SERIES REVIEW – After Peter Jackson’s film adaptations, Tolkien finally returns to screens – this time in smaller format, in the form of a series. The series The Rings of Power is set in the “second age” of J.R.R. Tolkien’s (1892-1973) saga of Middle-earth, thousands of years before the events of his novel The Lord of the Rings. Although there are many familiar heroes, the most crucial protagonist this time is the young Galadriel, played by Morfydd Clarck instead of Cate Blanchett. Is this series worthy of the Lord of the Rings franchise, or is Tolkien spinning in his grave? Find out in our review…
The Second Age in the series was a long period of relative peace after the Elves had defeated Morgoth. But his successor, Sauron, has reorganised, and this peace is deceptive. One of the elves, Galadriel (Morfydd Clark), knows this all too well, but when High King Gil-galad (Benjamin Walker) orders her to stop hunting Sauron, she refuses. Meanwhile, another elf, Celebrimbor (Charles Edwards), a master smith, must travel to the dwarves’ remarkable underground kingdom of Khazad-dune, where he meets his old friend Prince IV Durin (Owain Arthur). The Hobbits will also appear in the ‘Rings of Power’ series, and viewers will finally get a glimpse of the island kingdom of Númenor, far to the west of Middle-earth.

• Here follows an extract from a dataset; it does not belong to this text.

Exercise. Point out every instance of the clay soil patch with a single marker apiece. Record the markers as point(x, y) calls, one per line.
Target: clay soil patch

The Rings of Power is set in this fragile peace as the world struggles to pull itself back together after a devastating conflict. And meanwhile, series developers J.D. Payne and Patrick McKay are working to fill the world-building gap between the beginning of J.R.R. Tolkien’s world and the legends that follow, drawing inspiration from the appendices of the original books, the Silmarillion and the various sagas jammed into the margins of Tolkien’s classic texts.
So, because The Rings of Power is based on the novel’s appendices, which are themselves a dense collection of facts, the producers were forced to create many of their own stories. These now form the backbone of a series which, while not based on the original novels, has a real Tolkien feel. To put it crudely, The Rings of Power is a relatively well done fanfiction.
The visuals are really something to behold!
It’s certainly a great looking fan fiction. Amazon hasn’t been stingy with the budget for the series: they’ve spent a billion dollars on the five seasons, which start with two episodes this Friday, and it shows. The visuals, reminiscent of Peter Jackson’s films, look sumptuous in 4K UHD resolution, with HDR on a 4K TV, and are pretty much on a par with the six Jackson films I scrimped and scraped before the series, with the same parameters. A monster or two, or the elaboration of a scene, is just a tiny bit weaker, and of course the art of the visual world of the series is not up to Jackson’s, but overall the visuals are very decent.
… a bit boring at the start…
As for the story beyond the visuals, the first two episodes start a bit comatose and boring in places, with too much exposition. The latter is particularly the case in the first episode, which, to be honest, I found particularly boring. Fortunately, things pick up later, and the second episode is, compared to the first, very exciting and exciting.
It should be added, however, that the first two episodes (which we have seen) are not expected to be very fast-paced and epic: Legolas (who is not in it, at least not yet) is not going to be shooting orcs to pieces while jumping around in a parade, nor is there any spectacular Aratorn-like mowing down.
After all, it’s a slow-burn series with a lot of characters, so I wasn’t expecting this; I was more bothered by the fact that – apart from Galadriel – there are no overly charismatic characters, and Morfydd Clark is no Cate Blanchett. I don’t want to be too mean, but Robert Aramayo’s mouth goes cold every time he speaks and almost every moment, I thought back to Hugo Weaving, who was a light years more charismatic Elrond. I know I’m being a bit self-deprecating by constantly thinking back to the Peter Jackson films, maybe it was a mistake to have minced them all before the series once again, but I have to say that the actors in the series are no match for the routine stars of Lord of the Rings. Fortunately, there are plenty of new characters already in these two episodes, so the almost “forced” comparisons don’t always come up in the mind of the one-time Lord of the Rings fan.
It’s a six so far, precious…
I give the first two parts of The Lord of the Rings: The Rings of Power a cautious six for now, but I think it will get better; just a bit dry, with a bumpy start, too much exposition and an acting and star charisma that is “more modest” than Peter Jackson’s films. I’m looking forward to the rest of the episodes!